I'm going to assume you are referring to residential construction because rules for commercial and industrial settings can be different. Also rules differ by geography (i.e. Canada specifies a maximum of 8 outlets on a 15 amp circuit, USA code is silent on the issue but for practical purposes, more than about 10 will likely lead to poor performance. Some code also specifies max loading of a 20 amp circuit at 80% making 10 outlets the practical limit if using 20 amp outlets on that circuit.
To expand on the previous answer a little, there is a large margin of safety in the construction of these components but if you think about it, you are placing a component that is rated at 15 amps into a 20 amp circuit. That outlet is potentially the weakest link in the circuit and could act like a fuse. If any of those 15 amp outlets are overloaded, it might overheat and fail before the circuit breaker. This is a recipe for a fire. You may think now that you'll remember to only plug in light loads, but these things have a habit of growing.

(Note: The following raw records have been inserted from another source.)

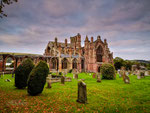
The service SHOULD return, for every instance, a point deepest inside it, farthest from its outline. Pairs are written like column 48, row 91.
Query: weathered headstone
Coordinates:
column 13, row 72
column 146, row 73
column 82, row 93
column 138, row 74
column 94, row 75
column 127, row 80
column 63, row 80
column 49, row 84
column 119, row 73
column 98, row 78
column 142, row 74
column 76, row 76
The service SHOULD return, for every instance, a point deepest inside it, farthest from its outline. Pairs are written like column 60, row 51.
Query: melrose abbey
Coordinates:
column 89, row 58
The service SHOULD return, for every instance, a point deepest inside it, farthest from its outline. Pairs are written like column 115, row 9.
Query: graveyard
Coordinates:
column 104, row 96
column 74, row 56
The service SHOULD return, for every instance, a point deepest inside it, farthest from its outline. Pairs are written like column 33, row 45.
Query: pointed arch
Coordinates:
column 74, row 64
column 99, row 54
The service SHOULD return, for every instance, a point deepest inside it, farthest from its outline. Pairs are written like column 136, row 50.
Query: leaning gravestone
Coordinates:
column 127, row 80
column 98, row 77
column 76, row 76
column 94, row 75
column 49, row 84
column 63, row 80
column 142, row 74
column 146, row 73
column 138, row 74
column 82, row 93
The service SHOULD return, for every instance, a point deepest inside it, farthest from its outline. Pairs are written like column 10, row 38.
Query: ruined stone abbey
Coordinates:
column 89, row 58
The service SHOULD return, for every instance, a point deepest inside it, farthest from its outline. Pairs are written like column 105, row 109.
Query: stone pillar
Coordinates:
column 82, row 92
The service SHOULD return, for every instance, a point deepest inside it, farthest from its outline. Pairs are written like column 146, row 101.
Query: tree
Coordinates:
column 2, row 5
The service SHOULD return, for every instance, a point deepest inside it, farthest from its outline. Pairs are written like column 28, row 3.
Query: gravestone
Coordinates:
column 82, row 93
column 76, row 76
column 127, row 80
column 94, row 75
column 119, row 73
column 146, row 73
column 142, row 74
column 98, row 77
column 49, row 84
column 138, row 74
column 63, row 80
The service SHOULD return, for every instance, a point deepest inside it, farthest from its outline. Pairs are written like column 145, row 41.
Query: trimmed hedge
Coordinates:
column 22, row 73
column 37, row 78
column 108, row 71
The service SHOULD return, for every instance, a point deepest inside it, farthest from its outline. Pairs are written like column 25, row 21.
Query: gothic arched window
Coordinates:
column 64, row 63
column 99, row 54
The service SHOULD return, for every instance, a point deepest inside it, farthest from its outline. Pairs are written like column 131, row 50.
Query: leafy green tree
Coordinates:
column 2, row 5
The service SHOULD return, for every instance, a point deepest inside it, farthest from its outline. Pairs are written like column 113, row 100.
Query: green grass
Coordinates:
column 108, row 96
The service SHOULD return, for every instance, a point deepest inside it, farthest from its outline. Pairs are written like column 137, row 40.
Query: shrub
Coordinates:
column 22, row 73
column 37, row 78
column 108, row 71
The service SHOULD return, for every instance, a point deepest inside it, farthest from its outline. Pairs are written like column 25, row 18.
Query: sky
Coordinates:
column 32, row 23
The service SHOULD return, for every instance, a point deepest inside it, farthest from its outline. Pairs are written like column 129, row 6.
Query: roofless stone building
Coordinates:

You can plug typical small home appliances (lamp, stereo, TV, etc.) into a 20 amp outlet so the only benefit in using the 15 amp outlet is the minor cost savings at installation. If it were my building, I wouldn't risk it.
In the United States you can run 20 amp breakers with 15 amp outlets but not in Canada. And for how many? About 10 to be on safe side as long as they are all low amp usage appliances. TVs, steros, fans, lamps.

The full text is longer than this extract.